You can also use OpenResty XRay to see if there are any off-CPU events.
The gateway kong uses Redis to limit the service flow, and the gateway and redis services are closed in the same computer room. The timeout time set by the gateway as a client is 50ms
The problem now is that the qps of the gateway request to redis is not high, but the redis client on the gateway side will report many timeouts. tcpdump captures the packet and analyzes it, and it is found that the redis server responds to the data within 5ms. timeout was returned after receiving more than 50ms
Machine specification 4C8G, The container environment only has test traffic, without any other requests, and uses the wrk tool to send requests in parallel. Because with service throttling enabled, each request will trigger nginx to interact with the redis server, look up the value of a key in redis, and incrby will increase the value of the key, as shown in the source code: https://github.com/Kong/kong/blob/master/kong/plugins/rate-limiting/policies/init.lua
The cpu idle rate is more than 85%
The captured data is as follows. The redis server responded within 1.5ms
@zhuizhuhaomeng Hello, do you have any ideas on this problem? Please give me some guidance. Thank you
@liukaiyuliukaiyu
Did you run the tcpdump on the gateway or in the redis services server?
You may also use perf sched record to check the max latency of the process.
I'm having the same problem that @liukaiyuliukaiyu mentioned. I created a custom plugin in Kong with this library and have several timeouts connecting and doing authentication through Redis. My setup is with Kong Db-less in and Redis-Cluster, both in Kubernetes on the same nodes (sometimes).
A few errors /debug messages from my setup: [proxy-cache-redis] REDIS: redis-check failed to authenticate: timeout, fetch_slots(): failed to fetch slots: failed to fetch cluster info: timeout, redis.lua:200 failed to commit the cache value to Redis: timeout
Already tried to increase the connection timeout to bigger values, and the problem remains. Already did the TCPDump and I see exactly the same of @liukaiyuliukaiyu . Already check file descriptores and they are limited to the max defined by nginx and open resty lua 16384
Any idea or guidance to try to find this issue?

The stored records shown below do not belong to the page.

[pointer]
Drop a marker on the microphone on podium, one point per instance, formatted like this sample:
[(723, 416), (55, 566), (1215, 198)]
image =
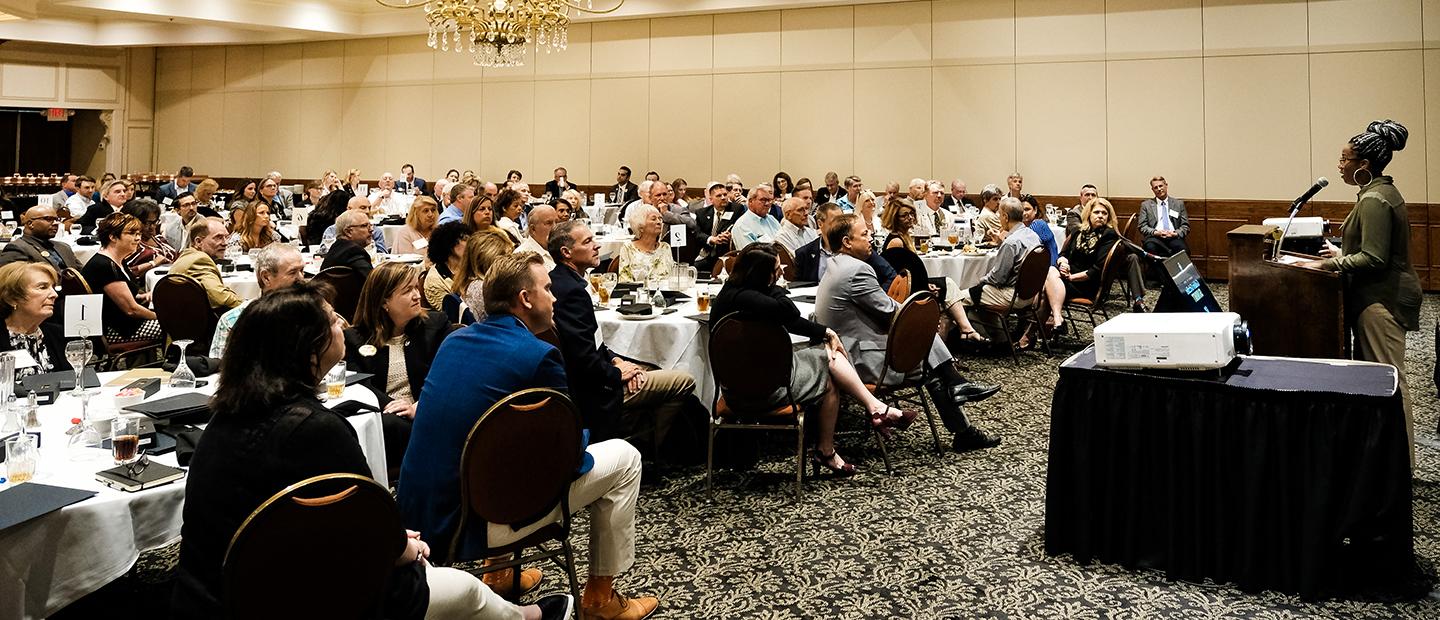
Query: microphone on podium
[(1319, 184)]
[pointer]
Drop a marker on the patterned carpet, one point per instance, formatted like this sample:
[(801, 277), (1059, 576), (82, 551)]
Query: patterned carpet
[(951, 537)]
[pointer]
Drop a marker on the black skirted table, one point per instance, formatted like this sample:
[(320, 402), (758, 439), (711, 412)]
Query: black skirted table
[(1280, 473)]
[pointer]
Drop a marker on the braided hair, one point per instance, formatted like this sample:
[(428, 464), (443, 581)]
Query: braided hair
[(1378, 143)]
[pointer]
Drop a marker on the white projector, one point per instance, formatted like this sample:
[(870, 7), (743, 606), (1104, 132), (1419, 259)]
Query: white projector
[(1302, 228), (1171, 340)]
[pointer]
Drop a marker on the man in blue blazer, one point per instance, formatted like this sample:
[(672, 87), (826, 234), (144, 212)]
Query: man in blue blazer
[(519, 304)]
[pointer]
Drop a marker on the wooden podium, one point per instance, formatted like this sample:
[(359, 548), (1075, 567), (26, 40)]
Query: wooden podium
[(1292, 311)]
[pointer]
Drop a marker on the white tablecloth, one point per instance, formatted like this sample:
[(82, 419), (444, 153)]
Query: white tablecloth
[(55, 560)]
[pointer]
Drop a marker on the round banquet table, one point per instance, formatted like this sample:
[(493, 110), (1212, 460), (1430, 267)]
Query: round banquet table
[(52, 561)]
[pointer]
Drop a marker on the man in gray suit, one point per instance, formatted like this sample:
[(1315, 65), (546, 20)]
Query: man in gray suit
[(851, 302), (1164, 222)]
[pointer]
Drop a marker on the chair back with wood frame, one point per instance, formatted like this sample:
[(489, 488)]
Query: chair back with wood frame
[(536, 432), (183, 310), (752, 360), (346, 282), (344, 520)]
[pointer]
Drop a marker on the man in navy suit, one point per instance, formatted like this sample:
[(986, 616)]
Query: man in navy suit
[(519, 305)]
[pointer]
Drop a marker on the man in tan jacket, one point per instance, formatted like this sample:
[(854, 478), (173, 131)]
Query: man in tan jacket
[(208, 239)]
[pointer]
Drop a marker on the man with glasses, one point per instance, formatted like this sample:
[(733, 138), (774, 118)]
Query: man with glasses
[(353, 236), (38, 243)]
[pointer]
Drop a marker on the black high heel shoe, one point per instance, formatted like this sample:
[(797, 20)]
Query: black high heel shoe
[(822, 461)]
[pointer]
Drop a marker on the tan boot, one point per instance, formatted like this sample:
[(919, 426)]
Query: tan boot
[(619, 607)]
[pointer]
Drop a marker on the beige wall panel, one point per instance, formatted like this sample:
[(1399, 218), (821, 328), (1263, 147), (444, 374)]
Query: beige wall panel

My redis connection settings
"redis_hosts": "api-redis.trf-public.svc.cluster.local", "redis_password": xxx, "redis_port": "6379", "redis_timeout": "150", "redis_database": "0", "redis_ssl": "false", "redis_ssl_verify": "false", "pool_size": "256", "backlog": "16384", "max_idle_timeout": "5000", "redis_headless": "api-redis-headless.trf-public.svc.cluster.local"
Any idea or guidance to try to find this issue?

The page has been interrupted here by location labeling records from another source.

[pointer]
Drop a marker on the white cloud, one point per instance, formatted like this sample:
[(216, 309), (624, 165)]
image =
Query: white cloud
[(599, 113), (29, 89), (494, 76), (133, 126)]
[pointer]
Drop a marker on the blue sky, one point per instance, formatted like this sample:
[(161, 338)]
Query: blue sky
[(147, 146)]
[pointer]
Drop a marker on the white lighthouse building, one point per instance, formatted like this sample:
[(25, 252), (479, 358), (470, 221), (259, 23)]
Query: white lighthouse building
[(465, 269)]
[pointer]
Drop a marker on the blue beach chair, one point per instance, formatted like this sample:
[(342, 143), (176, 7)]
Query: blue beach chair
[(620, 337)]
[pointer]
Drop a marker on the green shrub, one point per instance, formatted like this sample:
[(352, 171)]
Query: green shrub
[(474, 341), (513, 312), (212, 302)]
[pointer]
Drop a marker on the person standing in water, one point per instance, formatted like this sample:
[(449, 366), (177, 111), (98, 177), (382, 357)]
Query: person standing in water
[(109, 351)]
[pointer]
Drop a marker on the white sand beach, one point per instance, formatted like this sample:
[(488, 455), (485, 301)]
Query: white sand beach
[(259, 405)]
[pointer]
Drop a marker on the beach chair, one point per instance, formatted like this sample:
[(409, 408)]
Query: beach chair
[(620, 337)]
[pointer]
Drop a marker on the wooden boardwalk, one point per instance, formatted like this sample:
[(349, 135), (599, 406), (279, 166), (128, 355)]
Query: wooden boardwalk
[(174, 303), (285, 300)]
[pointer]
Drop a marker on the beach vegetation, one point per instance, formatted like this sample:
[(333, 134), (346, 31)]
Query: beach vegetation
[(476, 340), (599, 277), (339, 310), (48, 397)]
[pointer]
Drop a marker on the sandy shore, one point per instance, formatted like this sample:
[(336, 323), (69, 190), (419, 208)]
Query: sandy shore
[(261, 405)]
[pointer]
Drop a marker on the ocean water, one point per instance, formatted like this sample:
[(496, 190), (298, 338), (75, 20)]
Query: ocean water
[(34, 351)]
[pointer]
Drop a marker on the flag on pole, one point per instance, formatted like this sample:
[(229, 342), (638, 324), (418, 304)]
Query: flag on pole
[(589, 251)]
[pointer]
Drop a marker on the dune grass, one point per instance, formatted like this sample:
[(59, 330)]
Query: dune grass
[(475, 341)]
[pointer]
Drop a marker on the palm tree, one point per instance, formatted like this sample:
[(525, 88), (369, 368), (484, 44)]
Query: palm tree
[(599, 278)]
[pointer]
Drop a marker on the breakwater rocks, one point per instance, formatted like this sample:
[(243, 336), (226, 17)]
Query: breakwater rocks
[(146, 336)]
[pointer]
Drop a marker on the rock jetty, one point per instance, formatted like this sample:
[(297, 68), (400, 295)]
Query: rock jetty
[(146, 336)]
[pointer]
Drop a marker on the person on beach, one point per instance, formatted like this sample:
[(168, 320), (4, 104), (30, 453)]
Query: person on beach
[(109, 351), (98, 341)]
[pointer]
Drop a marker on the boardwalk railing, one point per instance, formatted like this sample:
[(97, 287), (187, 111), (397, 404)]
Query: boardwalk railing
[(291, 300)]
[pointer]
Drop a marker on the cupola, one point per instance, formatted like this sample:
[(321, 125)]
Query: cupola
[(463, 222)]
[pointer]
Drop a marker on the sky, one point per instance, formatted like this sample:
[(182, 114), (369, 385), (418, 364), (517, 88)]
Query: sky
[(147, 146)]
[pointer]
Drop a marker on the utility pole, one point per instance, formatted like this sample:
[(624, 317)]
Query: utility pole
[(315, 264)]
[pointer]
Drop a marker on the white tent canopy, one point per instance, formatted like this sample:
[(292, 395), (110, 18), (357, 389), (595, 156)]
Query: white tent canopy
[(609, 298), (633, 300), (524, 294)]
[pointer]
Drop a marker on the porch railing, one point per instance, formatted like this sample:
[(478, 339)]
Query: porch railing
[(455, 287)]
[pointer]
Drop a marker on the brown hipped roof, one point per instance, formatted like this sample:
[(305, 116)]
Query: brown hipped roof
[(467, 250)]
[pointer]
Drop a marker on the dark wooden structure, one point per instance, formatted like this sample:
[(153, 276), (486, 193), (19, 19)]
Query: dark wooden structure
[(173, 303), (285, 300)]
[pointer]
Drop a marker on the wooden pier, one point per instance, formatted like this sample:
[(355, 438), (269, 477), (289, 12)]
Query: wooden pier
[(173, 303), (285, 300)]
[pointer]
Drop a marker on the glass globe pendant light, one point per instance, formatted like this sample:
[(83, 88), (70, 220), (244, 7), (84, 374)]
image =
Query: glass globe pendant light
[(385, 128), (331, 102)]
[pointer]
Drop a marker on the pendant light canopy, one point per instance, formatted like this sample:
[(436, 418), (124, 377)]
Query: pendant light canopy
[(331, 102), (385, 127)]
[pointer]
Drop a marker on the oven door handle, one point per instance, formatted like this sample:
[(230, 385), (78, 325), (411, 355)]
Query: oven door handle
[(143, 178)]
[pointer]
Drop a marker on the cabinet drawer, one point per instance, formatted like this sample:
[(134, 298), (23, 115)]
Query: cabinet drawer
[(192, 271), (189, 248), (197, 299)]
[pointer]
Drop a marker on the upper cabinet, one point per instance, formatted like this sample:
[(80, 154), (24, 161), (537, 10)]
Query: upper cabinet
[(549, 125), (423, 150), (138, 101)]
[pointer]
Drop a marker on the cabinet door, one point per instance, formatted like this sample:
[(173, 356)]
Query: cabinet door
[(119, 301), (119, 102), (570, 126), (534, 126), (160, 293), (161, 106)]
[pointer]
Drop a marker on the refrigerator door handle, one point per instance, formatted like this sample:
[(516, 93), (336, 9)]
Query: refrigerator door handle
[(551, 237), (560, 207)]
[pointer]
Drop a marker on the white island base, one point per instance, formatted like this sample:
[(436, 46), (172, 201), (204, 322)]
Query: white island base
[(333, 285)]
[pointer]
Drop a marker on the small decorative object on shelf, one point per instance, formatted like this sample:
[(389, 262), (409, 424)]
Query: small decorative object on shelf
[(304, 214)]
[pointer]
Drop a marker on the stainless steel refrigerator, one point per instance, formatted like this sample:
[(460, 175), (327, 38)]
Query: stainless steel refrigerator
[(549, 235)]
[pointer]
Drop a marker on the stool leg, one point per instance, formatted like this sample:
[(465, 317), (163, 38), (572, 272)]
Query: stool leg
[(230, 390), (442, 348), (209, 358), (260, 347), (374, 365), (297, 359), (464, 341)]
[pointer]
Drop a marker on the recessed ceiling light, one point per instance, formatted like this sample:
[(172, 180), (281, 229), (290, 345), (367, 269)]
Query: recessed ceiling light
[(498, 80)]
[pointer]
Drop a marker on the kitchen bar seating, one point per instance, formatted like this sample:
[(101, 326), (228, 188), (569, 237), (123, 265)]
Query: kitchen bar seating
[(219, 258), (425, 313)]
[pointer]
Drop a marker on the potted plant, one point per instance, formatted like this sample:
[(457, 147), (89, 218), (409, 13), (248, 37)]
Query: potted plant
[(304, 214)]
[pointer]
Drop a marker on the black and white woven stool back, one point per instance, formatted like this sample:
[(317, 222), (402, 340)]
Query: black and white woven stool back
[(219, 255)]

https://github.com/Kong/kong/issues/13473 With this in mind, our conclusion so far is that the nginx user-mode event loop takes a long time
@liukaiyuliukaiyu did you already apply any mitigation or workaround for this issue? Im using Azure Fsv16 machines and using only 8 workers for kong, that way I guarantee a set of resources for the k8s system and not exhausting the machines. (per pod)

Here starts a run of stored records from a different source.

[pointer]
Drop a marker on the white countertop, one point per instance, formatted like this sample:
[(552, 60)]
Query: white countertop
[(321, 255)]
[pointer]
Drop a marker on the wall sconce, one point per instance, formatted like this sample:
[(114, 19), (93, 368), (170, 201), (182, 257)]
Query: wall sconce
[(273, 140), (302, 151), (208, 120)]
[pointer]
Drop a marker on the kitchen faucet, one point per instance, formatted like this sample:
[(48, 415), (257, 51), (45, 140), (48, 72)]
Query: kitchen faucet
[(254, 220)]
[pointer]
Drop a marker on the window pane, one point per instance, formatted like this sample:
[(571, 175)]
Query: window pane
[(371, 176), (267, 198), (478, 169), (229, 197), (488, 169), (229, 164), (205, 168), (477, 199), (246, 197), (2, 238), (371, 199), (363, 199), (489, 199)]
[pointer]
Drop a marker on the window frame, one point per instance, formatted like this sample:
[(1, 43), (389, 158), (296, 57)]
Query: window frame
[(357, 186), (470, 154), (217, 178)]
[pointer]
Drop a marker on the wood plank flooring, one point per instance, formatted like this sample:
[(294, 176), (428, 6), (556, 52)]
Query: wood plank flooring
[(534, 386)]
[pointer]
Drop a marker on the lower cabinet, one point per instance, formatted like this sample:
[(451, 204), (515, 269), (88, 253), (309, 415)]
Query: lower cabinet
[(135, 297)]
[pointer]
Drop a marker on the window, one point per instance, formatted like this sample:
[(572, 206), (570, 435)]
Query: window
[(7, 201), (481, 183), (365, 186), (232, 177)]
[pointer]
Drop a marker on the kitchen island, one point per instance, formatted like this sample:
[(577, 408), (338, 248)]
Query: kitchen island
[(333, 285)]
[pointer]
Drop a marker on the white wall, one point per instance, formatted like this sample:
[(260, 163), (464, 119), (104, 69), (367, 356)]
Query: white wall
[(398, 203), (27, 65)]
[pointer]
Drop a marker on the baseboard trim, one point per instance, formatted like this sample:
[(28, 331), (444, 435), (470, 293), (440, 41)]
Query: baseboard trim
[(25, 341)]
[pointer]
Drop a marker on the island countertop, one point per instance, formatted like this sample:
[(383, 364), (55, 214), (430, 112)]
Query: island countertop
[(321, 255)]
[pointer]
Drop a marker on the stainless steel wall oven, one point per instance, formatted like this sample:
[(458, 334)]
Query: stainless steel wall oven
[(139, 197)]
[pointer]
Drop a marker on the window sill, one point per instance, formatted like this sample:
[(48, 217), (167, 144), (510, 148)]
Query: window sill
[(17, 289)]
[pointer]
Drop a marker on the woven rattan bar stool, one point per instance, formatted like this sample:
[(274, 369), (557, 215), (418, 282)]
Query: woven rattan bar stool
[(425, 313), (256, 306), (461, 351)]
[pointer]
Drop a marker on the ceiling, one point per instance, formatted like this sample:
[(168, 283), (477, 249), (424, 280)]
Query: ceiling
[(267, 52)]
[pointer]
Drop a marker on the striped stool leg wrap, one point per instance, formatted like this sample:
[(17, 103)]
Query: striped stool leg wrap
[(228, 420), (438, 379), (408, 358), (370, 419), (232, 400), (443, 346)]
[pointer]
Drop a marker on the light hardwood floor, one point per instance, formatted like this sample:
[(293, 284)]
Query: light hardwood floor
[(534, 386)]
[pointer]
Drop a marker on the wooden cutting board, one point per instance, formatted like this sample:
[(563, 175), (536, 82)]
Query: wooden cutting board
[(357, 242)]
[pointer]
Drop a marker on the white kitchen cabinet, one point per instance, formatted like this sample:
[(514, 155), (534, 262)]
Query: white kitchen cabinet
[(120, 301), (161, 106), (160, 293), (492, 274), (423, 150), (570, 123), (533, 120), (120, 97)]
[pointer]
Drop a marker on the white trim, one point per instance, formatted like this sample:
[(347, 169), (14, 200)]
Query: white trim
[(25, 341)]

@liukaiyuliukaiyu did you already apply any mitigation or workaround for this issue? Im using Azure Fsv16 machines and using only 8 workers for kong, that way I guarantee a set of resources for the k8s system and not exhausting the machines. (per pod)
We plan to upgrade the machine specifications or traffic splitting to solve this problem, but it has not been implemented yet. If you have any new progress and solutions, please leave a message and communicate in time, thank you!